UK Technology Firms and Child Protection Agencies to Examine AI's Ability to Create Exploitation Images

Tech firms and child protection organizations will receive permission to evaluate whether artificial intelligence systems can generate child abuse images under recently introduced UK laws.

Significant Increase in AI-Generated Harmful Content

The declaration came as findings from a safety watchdog showing that reports of AI-generated child sexual abuse material have more than doubled in the last twelve months, growing from 199 in 2024 to 426 in 2025.

New Legal Framework

Under the changes, the government will permit approved AI companies and child safety groups to examine AI systems – the underlying systems for conversational AI and visual AI tools – and ensure they have adequate protective measures to prevent them from producing images of child exploitation.

"Fundamentally about preventing abuse before it occurs," stated Kanishka Narayan, noting: "Experts, under strict conditions, can now identify the danger in AI systems promptly."

Tackling Legal Challenges

The changes have been implemented because it is illegal to create and possess CSAM, meaning that AI creators and others cannot generate such images as part of a evaluation process. Previously, authorities had to wait until AI-generated CSAM was published online before addressing it.

This law is designed to averting that issue by enabling to halt the creation of those images at source.

Legal Structure

The amendments are being added by the authorities as revisions to the crime and policing bill, which is also implementing a prohibition on possessing, creating or distributing AI models designed to generate exploitative content.

Practical Consequences

This week, the official toured the London headquarters of a children's helpline and heard a mock-up conversation to advisors featuring a report of AI-based abuse. The call depicted a teenager seeking help after facing extortion using a sexualised deepfake of himself, created using AI.

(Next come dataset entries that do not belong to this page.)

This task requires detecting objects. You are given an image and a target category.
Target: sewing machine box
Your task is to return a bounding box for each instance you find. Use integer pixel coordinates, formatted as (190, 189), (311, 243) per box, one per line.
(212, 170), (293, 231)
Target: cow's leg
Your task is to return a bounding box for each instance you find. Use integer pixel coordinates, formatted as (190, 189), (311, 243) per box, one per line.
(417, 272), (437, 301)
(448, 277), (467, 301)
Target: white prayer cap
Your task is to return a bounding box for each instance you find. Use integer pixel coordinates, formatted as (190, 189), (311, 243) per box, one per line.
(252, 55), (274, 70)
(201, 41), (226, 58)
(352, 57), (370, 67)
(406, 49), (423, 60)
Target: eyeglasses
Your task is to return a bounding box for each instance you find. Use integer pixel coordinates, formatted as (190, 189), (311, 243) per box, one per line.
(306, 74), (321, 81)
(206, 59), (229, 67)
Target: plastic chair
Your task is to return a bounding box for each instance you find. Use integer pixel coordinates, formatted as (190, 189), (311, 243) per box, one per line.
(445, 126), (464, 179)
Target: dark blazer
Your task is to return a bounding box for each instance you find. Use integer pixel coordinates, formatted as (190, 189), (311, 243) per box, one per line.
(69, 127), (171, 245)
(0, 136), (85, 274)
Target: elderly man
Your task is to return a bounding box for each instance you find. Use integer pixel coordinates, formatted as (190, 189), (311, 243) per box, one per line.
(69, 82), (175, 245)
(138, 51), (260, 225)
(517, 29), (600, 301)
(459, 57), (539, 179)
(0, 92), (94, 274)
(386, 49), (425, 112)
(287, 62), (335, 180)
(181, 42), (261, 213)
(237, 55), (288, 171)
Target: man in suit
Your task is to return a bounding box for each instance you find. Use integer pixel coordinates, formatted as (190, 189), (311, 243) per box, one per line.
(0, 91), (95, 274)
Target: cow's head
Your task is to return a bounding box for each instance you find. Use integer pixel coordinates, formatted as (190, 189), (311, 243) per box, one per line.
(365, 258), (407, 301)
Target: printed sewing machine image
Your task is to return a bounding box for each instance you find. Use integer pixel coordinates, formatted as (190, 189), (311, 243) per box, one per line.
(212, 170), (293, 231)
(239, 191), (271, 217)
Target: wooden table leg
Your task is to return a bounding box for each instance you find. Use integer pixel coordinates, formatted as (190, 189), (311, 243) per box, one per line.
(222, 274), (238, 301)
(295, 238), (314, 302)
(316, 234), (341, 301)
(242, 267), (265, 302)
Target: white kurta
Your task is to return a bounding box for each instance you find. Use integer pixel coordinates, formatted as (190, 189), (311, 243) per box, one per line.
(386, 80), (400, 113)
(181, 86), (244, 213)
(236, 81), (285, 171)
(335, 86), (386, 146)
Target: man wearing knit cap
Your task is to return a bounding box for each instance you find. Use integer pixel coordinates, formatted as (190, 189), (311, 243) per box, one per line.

"When I hear about children experiencing blackmail online, it is a source of extreme anger in me and justified concern amongst parents," he said.

Concerning Statistics

A leading internet monitoring foundation reported that instances of AI-generated abuse content – such as online pages that may contain numerous images – had more than doubled so far this year.

Cases of the most severe material – the most serious form of abuse – rose from 2,621 visual files to 3,086.

  • Female children were overwhelmingly targeted, making up 94% of prohibited AI images in 2025
  • Depictions of newborns to toddlers rose from five in 2024 to 92 in 2025

Sector Reaction

The law change could "constitute a crucial step to guarantee AI products are safe before they are launched," stated the head of the online safety foundation.

"Artificial intelligence systems have enabled so victims can be victimised repeatedly with just a simple actions, giving criminals the capability to make possibly endless quantities of sophisticated, photorealistic child sexual abuse material," she continued. "Material which further exploits survivors' suffering, and renders children, especially girls, more vulnerable on and off line."

Support Interaction Information

The children's helpline also published information of counselling sessions where AI has been mentioned. AI-related risks mentioned in the sessions include:

  • Employing AI to evaluate body size, body and looks
  • AI assistants dissuading children from consulting trusted adults about abuse
  • Facing harassment online with AI-generated content
  • Online blackmail using AI-manipulated images

Between April and September this year, Childline conducted 367 counselling interactions where AI, conversational AI and associated terms were mentioned, significantly more as many as in the equivalent timeframe last year.

Fifty percent of the references of AI in the 2025 sessions were related to psychological wellbeing and wellness, encompassing using chatbots for assistance and AI therapeutic apps.

Charles Lopez
Charles Lopez

A passionate traveler and writer sharing unique journeys and cultural discoveries from over 50 countries.